It’s important to plan your outfit for all eventualities so no matter what the weather does, you’re always comfortable and can focus on your performance. And that’s where layering comes in.

When it comes to tops, layering is based on three main elements:

  • Base-layer – the bottom layer, which sits tighter to the body
  • Mid-layer – provides extra warmth on top of the base layer
  • Outer or shell – this protects you from the wind and the rain

In unpredictable weather, you’ll probably only want to wear two layers – the full three is usually best reserved for the coldest days of the year.

Layering Up for Your Run - Be Ready for Any Weather Condition


Heading out for a long run on a cold morning poses two main problems:

  • Cold starts – in cooler weather, your muscles don’t contract with the same intensity as when it’s warm. You also burn more carbohydrates in the cold and become less efficient at using oxygen so you can tire more quickly.
  • Warming up – as the sun comes out and you warm up, you run the risk of overheating. As you overheat, blood rushes to the skin to release sweat, meaning less blood is being pumped into your muscles. This can cause tiredness and, depending on how hot you get, may leave you dehydrated.

Layering Up for Your Run - Be Ready for Any Weather Condition

So, when deciding what to wear when running in winter, start off warm with a base- and a mid-layer, and as you get into your run, take a layer off to regulate your body temperature. Your base-layer should be made with a breathable fabric, with plenty of ventilation so you can avoid overheating once the weather warms up. You should also build some flexibility into your winter running gear. For example, if it’s cold, start off with a running tube as a scarf that can be converted into a headband or packed away if you no longer need it.


Just like sweat, rain can cool you down and cause discomfort in the form of chafing, which is much more common when running in wet clothes. So, if rain is forecast, your outer layer should be made of a water-resistant material like Softshell or Ripstop. Unlike everyday raincoats, they are specially designed for running and provide ventilation to and wick sweat away from the skin to keep you dry and comfortable.


When deciding what to wear running in winter, a simple rule of thumb is to add between five and 10 degrees (celsius) to the outside temperature to calculate your running temperature. That will help you determine how many layers you should wear. However, your running temperature is also dependent on other factors such as your running pace, the length of your run and how quickly it takes you to heat up and cool down.

If you are going for a short or easy-paced run, you won’t warm up as much, so you should add around five degrees to the ambient temperature. If you’re going for a fast-paced or long-distance run, you’ll warm up more easily, so add 10 degrees to the outside temperature.

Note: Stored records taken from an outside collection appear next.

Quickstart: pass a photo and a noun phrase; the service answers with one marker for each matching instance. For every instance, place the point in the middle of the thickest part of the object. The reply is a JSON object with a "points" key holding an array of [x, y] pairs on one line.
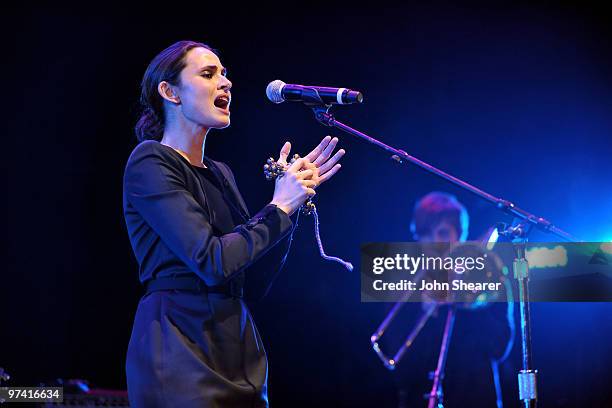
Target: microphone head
{"points": [[274, 91]]}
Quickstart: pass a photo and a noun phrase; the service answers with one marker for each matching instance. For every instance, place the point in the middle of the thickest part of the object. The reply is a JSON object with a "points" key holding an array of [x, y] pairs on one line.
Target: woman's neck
{"points": [[187, 142]]}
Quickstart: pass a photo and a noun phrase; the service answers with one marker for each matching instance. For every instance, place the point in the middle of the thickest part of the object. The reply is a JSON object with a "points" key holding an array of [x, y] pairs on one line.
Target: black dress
{"points": [[196, 349]]}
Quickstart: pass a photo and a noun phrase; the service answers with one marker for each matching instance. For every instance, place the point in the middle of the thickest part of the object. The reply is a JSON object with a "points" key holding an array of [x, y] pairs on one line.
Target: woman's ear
{"points": [[168, 92]]}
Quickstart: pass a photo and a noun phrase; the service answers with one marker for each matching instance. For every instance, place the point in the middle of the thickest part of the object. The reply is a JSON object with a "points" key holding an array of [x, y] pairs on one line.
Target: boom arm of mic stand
{"points": [[324, 117]]}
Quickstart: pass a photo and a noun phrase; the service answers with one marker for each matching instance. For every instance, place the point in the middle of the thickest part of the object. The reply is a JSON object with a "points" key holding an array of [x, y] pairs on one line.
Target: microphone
{"points": [[278, 92]]}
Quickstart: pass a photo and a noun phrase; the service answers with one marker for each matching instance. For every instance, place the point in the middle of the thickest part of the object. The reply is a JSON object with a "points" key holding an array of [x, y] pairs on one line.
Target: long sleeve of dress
{"points": [[158, 192]]}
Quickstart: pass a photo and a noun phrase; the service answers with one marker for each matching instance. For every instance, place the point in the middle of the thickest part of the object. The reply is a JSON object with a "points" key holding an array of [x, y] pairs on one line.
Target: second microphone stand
{"points": [[518, 232]]}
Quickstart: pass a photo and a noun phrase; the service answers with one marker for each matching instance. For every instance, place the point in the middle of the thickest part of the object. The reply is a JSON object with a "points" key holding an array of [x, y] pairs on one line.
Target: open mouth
{"points": [[222, 102]]}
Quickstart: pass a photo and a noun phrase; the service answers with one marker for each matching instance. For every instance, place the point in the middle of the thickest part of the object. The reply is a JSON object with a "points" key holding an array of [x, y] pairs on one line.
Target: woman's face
{"points": [[204, 90]]}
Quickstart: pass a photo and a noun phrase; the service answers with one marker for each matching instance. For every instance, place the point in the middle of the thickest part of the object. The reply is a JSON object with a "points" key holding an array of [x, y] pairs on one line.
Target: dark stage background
{"points": [[514, 97]]}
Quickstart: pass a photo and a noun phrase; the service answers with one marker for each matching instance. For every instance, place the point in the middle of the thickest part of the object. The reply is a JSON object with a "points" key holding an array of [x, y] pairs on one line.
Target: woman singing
{"points": [[194, 343]]}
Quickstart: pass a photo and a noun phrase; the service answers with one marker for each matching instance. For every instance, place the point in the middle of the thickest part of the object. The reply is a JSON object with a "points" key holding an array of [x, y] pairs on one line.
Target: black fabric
{"points": [[193, 284], [191, 349]]}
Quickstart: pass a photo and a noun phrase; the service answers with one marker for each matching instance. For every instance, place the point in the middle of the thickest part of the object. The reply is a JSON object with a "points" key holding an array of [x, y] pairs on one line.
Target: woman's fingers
{"points": [[284, 153], [326, 152], [329, 174], [331, 162], [310, 183], [303, 175], [319, 149]]}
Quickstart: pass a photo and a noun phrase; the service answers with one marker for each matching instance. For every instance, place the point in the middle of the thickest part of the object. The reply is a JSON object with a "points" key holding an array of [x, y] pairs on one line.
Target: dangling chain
{"points": [[273, 170]]}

It’s also important to remember that although your core may warm up quite quickly, your extremities such as your hands and your feet will not warm up nearly as much. For that reason, you should always wear running gloves and socks that are appropriate for the conditions.

On windy days, you should also take the wind chill factor into account. Looking at the ‘feels like’ temperature on your local weather report will help you decide what to wear. You should run into the wind on your way out and have a tailwind on the way back. That will prevent you from running into the wind when you’re wet and sweaty and potentially developing a chill.